Advantages of Gas Injection

No “operation” is the biggest advantage.  The procedure can be completed within hours of diagnosis.  There are no issues with scheduling an operation at the hospital, pre-operative clearance and coordinating schedules.

Quick Healing – no actual cutting, so tissue healing is very quick.

No Change in Glasses – as the eye remains the same shape (in contrast to scleral buckle), there is no change in glasses prescription.

Disadvantages to Pneumatic Retinopexy

Lower Success Rate – not all retinal detachments can be treated with gas injection.  The forces within the vitreous are NOT changed.

After gas is injected, the head must be positioned so that the gas abuts the retinal tear.  For instance, if the tear is at the “12 o’clock” position of the eye, the head must be held upright, or erect.  Similaryly, if the retinal tear is located at “9 o’clock” as you are looking at the patient, the head must be tilted over to the left to position the gas “bubble” appropriately.

Retinal Detachments and Retinal Tear
A Retinal Tear Can Lead to a Retinal Detachment

For example, in the illustration above, the tear is located at 10 o’clock.  The head should be tilted to the patient’s left, so the gas, as it rises in the eye, will abut the retinal tear.

Usually, only retinal detachments with tears from 8-4 o’clock can be treated with gas.  It is not possible to treat tears occurring at 6 o’clock.

In both scleral buckle surgery and vitrectomy eye surgery, forces are reduced in the vitreous.  This does not occur with pneumatic retinopexy (gas injection).  Therefore, redetachment occurs more often.  The success rate is lower, perhaps around 85% for this procedure.  Scleral buckle and/or vitrectomy procedures are slightly more successful.

Whenever gas is used, there is a higher rate of cataract formation after the operation.  As with any procedure, there is a chance of infection that can cause blindness.

How the Gas Bubble Works

Basically, the gas, when positioned properly, blocks the transmission of fluid through the retinal tear or retinal hole.  The retina reattaches.  By using either laser or freezing (cryotherapy), the tear is treated to induce scarring that will eventually “seal” the retina and prevent re-detachment.  It does NOT “push” the retina back per se.

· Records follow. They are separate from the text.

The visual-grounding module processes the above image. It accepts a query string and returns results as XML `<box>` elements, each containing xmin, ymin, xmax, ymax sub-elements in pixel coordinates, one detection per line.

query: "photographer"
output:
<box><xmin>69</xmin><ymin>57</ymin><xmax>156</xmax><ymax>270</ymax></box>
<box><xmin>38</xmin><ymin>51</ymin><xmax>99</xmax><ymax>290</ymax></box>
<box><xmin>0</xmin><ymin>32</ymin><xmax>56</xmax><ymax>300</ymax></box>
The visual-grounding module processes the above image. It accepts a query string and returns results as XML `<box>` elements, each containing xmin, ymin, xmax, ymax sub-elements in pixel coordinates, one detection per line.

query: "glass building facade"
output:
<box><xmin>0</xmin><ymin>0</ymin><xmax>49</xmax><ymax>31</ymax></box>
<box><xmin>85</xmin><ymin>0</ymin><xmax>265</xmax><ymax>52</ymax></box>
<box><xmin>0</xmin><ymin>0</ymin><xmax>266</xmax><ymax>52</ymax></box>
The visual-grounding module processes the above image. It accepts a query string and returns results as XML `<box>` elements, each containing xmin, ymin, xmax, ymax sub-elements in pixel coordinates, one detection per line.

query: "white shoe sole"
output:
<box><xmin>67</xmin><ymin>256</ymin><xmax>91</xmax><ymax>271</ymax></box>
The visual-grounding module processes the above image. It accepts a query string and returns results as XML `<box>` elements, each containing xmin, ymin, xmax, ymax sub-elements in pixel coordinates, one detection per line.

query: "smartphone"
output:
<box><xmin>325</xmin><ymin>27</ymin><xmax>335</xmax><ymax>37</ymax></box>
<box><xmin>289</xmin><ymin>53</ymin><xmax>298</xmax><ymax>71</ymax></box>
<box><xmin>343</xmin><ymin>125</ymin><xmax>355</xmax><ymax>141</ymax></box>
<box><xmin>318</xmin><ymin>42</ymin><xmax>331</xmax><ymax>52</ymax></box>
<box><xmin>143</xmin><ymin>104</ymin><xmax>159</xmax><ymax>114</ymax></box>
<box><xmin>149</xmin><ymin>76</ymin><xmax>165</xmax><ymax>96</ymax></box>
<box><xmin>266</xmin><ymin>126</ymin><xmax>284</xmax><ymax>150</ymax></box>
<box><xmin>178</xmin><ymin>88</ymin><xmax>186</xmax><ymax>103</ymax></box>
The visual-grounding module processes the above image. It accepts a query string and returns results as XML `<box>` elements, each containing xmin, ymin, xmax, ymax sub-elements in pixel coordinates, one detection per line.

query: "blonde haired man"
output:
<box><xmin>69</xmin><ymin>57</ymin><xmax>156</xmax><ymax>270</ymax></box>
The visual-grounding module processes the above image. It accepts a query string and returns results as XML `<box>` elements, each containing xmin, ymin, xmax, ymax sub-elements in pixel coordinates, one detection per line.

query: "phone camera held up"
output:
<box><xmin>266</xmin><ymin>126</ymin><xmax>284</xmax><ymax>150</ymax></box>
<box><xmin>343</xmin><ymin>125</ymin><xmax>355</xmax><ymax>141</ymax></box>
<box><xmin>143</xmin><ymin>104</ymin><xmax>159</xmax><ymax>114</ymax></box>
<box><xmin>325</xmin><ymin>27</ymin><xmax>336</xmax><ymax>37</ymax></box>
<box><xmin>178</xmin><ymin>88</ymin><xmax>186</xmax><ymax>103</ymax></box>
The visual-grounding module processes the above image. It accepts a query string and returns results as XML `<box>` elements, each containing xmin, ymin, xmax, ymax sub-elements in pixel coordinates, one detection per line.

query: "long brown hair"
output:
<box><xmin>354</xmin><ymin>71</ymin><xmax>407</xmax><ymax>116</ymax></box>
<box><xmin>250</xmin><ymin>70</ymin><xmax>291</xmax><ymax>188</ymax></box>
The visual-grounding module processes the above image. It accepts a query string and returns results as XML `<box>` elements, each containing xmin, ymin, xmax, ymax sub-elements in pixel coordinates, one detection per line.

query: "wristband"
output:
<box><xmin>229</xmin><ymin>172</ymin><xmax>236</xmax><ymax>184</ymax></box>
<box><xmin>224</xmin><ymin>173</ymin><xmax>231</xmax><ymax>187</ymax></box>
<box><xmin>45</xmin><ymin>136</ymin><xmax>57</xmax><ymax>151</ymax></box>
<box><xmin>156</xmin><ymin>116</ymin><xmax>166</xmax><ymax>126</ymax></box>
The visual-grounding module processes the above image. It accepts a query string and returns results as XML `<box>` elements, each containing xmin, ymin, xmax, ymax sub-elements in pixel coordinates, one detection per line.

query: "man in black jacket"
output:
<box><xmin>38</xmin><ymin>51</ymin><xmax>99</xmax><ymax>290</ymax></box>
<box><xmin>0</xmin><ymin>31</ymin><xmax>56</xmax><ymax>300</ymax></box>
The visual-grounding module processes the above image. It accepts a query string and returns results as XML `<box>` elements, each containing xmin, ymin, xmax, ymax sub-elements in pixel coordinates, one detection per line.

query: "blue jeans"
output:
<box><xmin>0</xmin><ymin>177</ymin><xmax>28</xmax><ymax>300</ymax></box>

What Does This Mean? Depending upon the circumstances, there are a variety of ways to operate to fix a retinal detachment.  Gas injection has many advantages, and is a successful way to proceed.

My personal feeling is that gas injection used to be a great time saver, however, the success rate is lower.  As technology as advanced (e.g. 25  gauge vitrectomy), operating room procedures have become easier, and quicker, to perform.  The advantages to pneumatic retinopexy, or gas injection, have become…well, er, “blurry.”